Travamento do equipamento, vídeos de Amauri Gomes e acusação de sabotagem ampliam tensão política às vésperas do ano eleitoral. (Foto: Divulgação)
A roda-gigante instalada na Ponta Negra travou na noite deste sábado (22/11), pouco mais de 48 horas após a inauguração, deixando visitantes presos no alto e gerando pânico entre familiares e pessoas que acompanhavam a atração na orla de Manaus. O Corpo de Bombeiros realizou o resgate e o equipamento voltou a funcionar após a intervenção técnica.
O episódio ocorreu em meio ao acirramento político que envolve a nova atração turística. A instalação do equipamento vem sendo alvo de críticas da oposição ao prefeito David Almeida, cujo nome é cogitado para disputar o Governo do Amazonas em 2026. O acidente coincidiu com vídeos divulgados pelo ex-vereador Amauri Gomes, que, horas antes, gravou imagens de uma caixa de energia no complexo para sustentar suspeita de “ligação clandestina”.
Segundo a Prefeitura de Manaus, a roda-gigante é operada por uma empresa privada por cessão de uso onerosa. Permissionários do complexo pagam pelo uso da subestação local, e o município é responsável pelo pagamento da energia à concessionária. A gestão municipal afirma que todo o fornecimento ocorre dentro da legalidade.

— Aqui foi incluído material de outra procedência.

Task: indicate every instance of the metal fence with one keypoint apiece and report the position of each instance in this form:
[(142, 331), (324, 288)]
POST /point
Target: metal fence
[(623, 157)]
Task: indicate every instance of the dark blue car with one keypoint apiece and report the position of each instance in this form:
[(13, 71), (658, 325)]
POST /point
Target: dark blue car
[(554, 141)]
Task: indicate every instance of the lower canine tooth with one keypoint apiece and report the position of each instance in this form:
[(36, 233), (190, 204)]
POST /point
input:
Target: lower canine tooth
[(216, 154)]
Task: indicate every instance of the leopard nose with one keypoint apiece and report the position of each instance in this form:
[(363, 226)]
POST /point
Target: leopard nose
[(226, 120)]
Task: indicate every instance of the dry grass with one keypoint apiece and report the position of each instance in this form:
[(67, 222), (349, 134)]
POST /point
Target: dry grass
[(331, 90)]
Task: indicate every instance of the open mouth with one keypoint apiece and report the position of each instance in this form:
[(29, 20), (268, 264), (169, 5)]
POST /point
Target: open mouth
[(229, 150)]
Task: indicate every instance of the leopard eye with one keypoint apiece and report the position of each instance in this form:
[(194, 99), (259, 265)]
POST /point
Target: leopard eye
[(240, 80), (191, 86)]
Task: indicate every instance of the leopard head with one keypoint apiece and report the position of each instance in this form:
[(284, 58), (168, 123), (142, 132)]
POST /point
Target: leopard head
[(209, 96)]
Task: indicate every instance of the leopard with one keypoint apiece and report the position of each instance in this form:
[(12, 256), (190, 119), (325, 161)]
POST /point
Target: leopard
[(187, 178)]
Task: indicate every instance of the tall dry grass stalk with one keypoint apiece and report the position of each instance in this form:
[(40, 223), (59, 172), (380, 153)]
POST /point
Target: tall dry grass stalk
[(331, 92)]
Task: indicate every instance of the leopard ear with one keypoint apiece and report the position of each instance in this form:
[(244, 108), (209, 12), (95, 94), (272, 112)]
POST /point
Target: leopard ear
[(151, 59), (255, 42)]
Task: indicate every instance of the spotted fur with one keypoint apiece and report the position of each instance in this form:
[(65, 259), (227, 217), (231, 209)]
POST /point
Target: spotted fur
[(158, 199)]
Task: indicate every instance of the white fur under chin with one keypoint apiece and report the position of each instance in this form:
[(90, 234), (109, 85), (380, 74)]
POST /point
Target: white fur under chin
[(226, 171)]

Vídeos gravados por pessoas que estavam no equipamento mostram desespero durante a paralisação. Antes da chegada do Corpo de Bombeiros, funcionários da empresa tentaram manusear a estrutura, segundo testemunhas, sem equipamentos de proteção individual.
A empresa responsável não havia se manifestado até a última atualização das informações.
A paralisação ocorreu pouco depois de Amauri Gomes abrir uma caixa de energia em área restrita do complexo turístico enquanto gravava vídeos para redes sociais. A cena motivou debate público.
Segundo uma fonte que estava no local, a violação do equipamento ocorreu instantes antes da pane, levantando questionamentos sobre eventual interferência externa. Amauri afirmou que acionou a Guarda Municipal, Polícia Militar, Corpo de Bombeiros e a Amazonas Energia para verificar o que considerava uma “ligação irregular”.
O prefeito David Almeida fez uma transmissão ao vivo após o incidente, na qual afirmou que a equipe de Amauri esteve no local para “cortar fios” e sugeriu possível sabotagem. Ele disse que o episódio será investigado e que as imagens das câmeras de segurança serão requisitadas.
Amauri, que já foi suplente na Câmara Municipal, relatou que permaneceu na Ponta Negra desde a tarde fazendo inspeções e que a pane “reforçava” sua denúncia. Ele registrou ocorrência no 19º Distrito Integrado de Polícia (DIP) e pediu acesso às imagens.
O episódio ocorre às vésperas do ano eleitoral. A oposição tem usado a operação da roda-gigante para criticar a gestão municipal, enquanto aliados de David Almeida classificam as ações de Amauri como tentativa de politização do incidente. O prefeito é um dos nomes cotados para a sucessão estadual de 2026, caso o governador Wilson Lima renuncie para disputar o Senado.
Após a atuação de equipes técnicas e do Corpo de Bombeiros, a roda-gigante voltou a operar normalmente na noite do próprio sábado. A Prefeitura reforçou que a atração seguiu todos os trâmites legais, possui laudos técnicos e opera mediante autorização formal.
A Prefeitura de Manaus repudia veementemente o ato de vandalismo ocorrido neste sábado, 22/11, com a violação da caixa de energia elétrica que alimenta a roda-gigante instalada no complexo turístico Ponta Negra, zona Oeste. A ação criminosa coincidiu com a interrupção do funcionamento do equipamento, gerando transtornos ao público e representando um grave risco à segurança da população.
A prefeitura reforça que a carga de energia utilizada pelo equipamento é adequada, está devidamente dimensionada e opera dentro dos padrões exigidos. E que a instalação da roda-gigante seguiu todos os trâmites legais, amparada em processo administrativo regular, laudos técnicos e no Termo de Cessão de Uso Oneroso com a administração municipal.
A prefeitura esclarece também que a energia utilizada pelos permissionários do complexo turístico está incluída na taxa de permissão do espaço público, de forma proporcional à atividade realizada, sendo de responsabilidade da prefeitura as faturas mensais com a concessionária do serviço. Portanto, todo o fornecimento elétrico na área ocorre dentro da legalidade.
A prefeitura reafirma o compromisso da plena legalidade dos serviços prestados pelo município e com a segurança da população manauara.